For the reasons stated, we conclude that for the limited purposes of Code § 19.2-269, the word “conviction” includes a guilty plea accepted by the court.
— Va. at —, 536 S.E.2d at 906.
These cases instruct that the factual circumstances and context in which the statute at issue uses the term “conviction” are important in determining the construction to be placed on the term “conviction.” Applicable to this case, Code § 16.1-271 provides as follows:
The trial or treatment of a juvenile as an adult pursuant to the provisions of this chapter shall preclude the juvenile court from taking jurisdiction of such juvenile for subsequent offenses committed by that juvenile.
Any juvenile who is tried and convicted in a circuit court as an adult under the provisions of this article shall be considered and treated as an adult in any criminal proceeding resulting from any alleged future criminal acts and any pending allegations of delinquency which have not been disposed of by the juvenile court at the time of the criminal conviction.

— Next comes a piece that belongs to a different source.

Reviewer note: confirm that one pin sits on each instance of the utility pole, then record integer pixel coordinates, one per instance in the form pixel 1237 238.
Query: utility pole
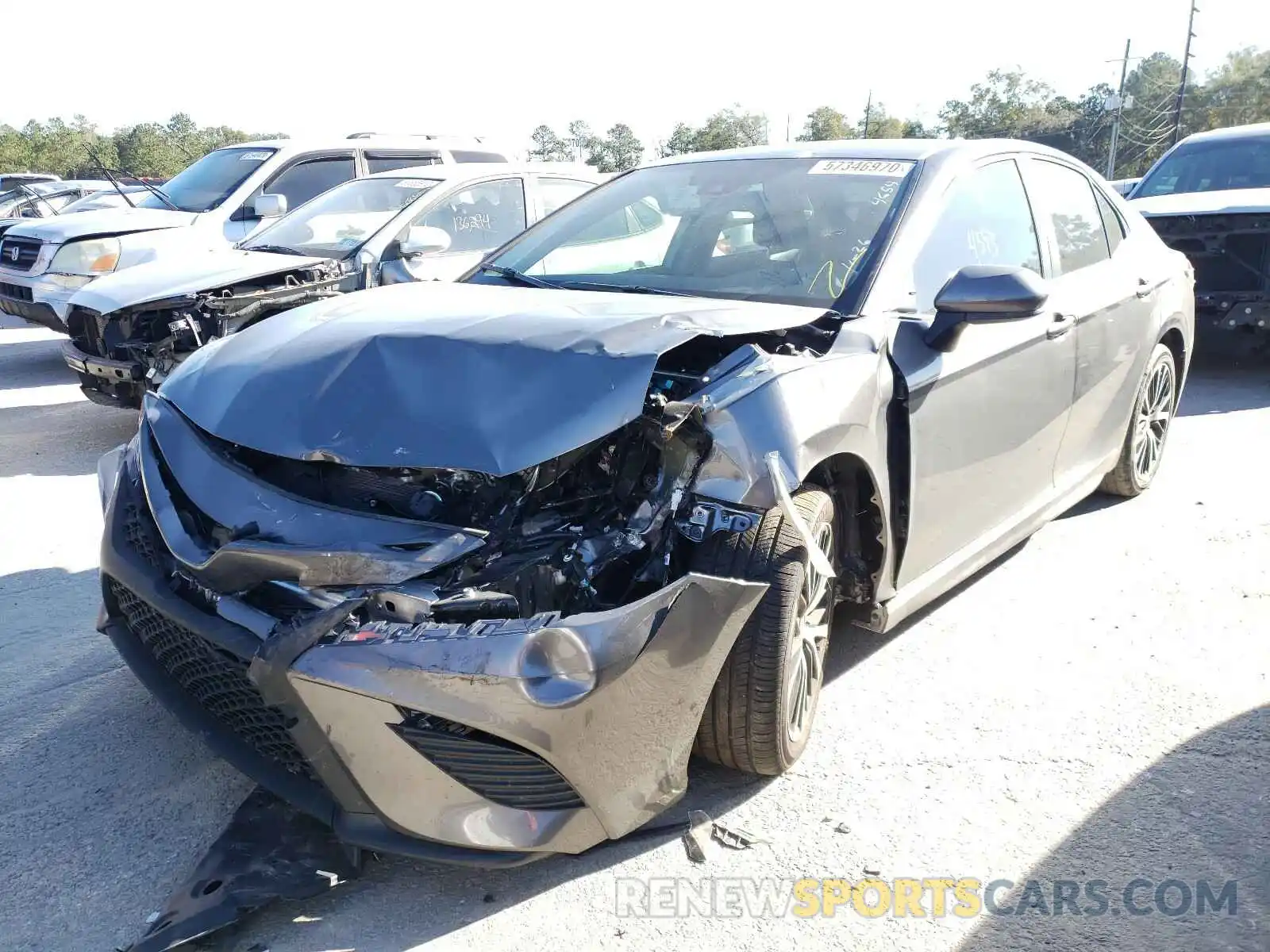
pixel 1181 84
pixel 1119 107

All procedures and dispositions applicable to adults charged with such a criminal offense shall apply in such cases, including, but not limited to, arrest; probable cause determination by a magistrate or grand jury; the use of a warrant, summons, or capias instead of a petition to initiate the case; adult bail; preliminary hearing and right to counsel provisions; trial in a court having jurisdiction over adults; and trial and sentencing as an adult. The provi*230sions of this article regarding a transfer hearing shall not be applicable to such juveniles.

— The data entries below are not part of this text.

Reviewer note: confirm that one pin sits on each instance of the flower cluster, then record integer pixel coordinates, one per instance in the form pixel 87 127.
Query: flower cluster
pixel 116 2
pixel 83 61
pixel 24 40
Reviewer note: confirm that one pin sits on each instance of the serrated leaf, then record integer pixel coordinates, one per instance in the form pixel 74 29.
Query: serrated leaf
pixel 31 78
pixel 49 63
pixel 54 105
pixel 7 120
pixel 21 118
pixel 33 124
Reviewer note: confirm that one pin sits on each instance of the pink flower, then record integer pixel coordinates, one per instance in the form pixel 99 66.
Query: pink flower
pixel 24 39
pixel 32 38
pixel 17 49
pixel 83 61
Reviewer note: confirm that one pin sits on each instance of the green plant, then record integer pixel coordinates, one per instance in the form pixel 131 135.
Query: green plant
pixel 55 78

In addition, the legislature has enacted the following mechanism to implement Code § 16.1-271:
[Ujpon conviction of the juvenile following transfer or certification and trial as an adult, the circuit court shall issue an order terminating the juvenile court’s jurisdiction over that juvenile with respect to any future criminal acts alleged to have been committed by such juvenile and with respect to any pending allegations of delinquency which have not been disposed of by the juvenile court at the time of the criminal conviction. Upon receipt of the order terminating the juvenile court’s jurisdiction over the juvenile, the clerk of the juvenile court shall forward any pending petitions of delinquency for proceedings in the appropriate general district court.
Code § 16.1-269.6.
As in Ramdass, the use of the prior conviction in the context of this case had the effect of dictating the status of the juvenile for purposes of imposing a significant detriment under the law. These statutes have mandatory requirements that must be complied with to give effect to the deprivations that are imposed on juveniles by a change of status. The language of these statutes, including Code § 16.1-269.6, makes it mandatory for all of these steps to have occurred before criminal jurisdiction is irrevocably transferred to the circuit court for all future criminal acts and pending acts of delinquency. The record contains no indication of compliance with Code § 16.1-269.6. Accordingly, I would hold that Asby retained the right to a transfer hearing.
III.
Because the record clearly establishes that the juvenile court failed to give Ashy’s father notice of the initiation of juvenile court proceedings, I would hold that the conviction order is void. See Commonwealth v. Baker, 258 Va. 1, 516 S.E.2d 219 (1999) (per curiam).
*231For these reasons, I would reverse the trial judge’s order and remand this case for a new trial if the Commonwealth be so advised.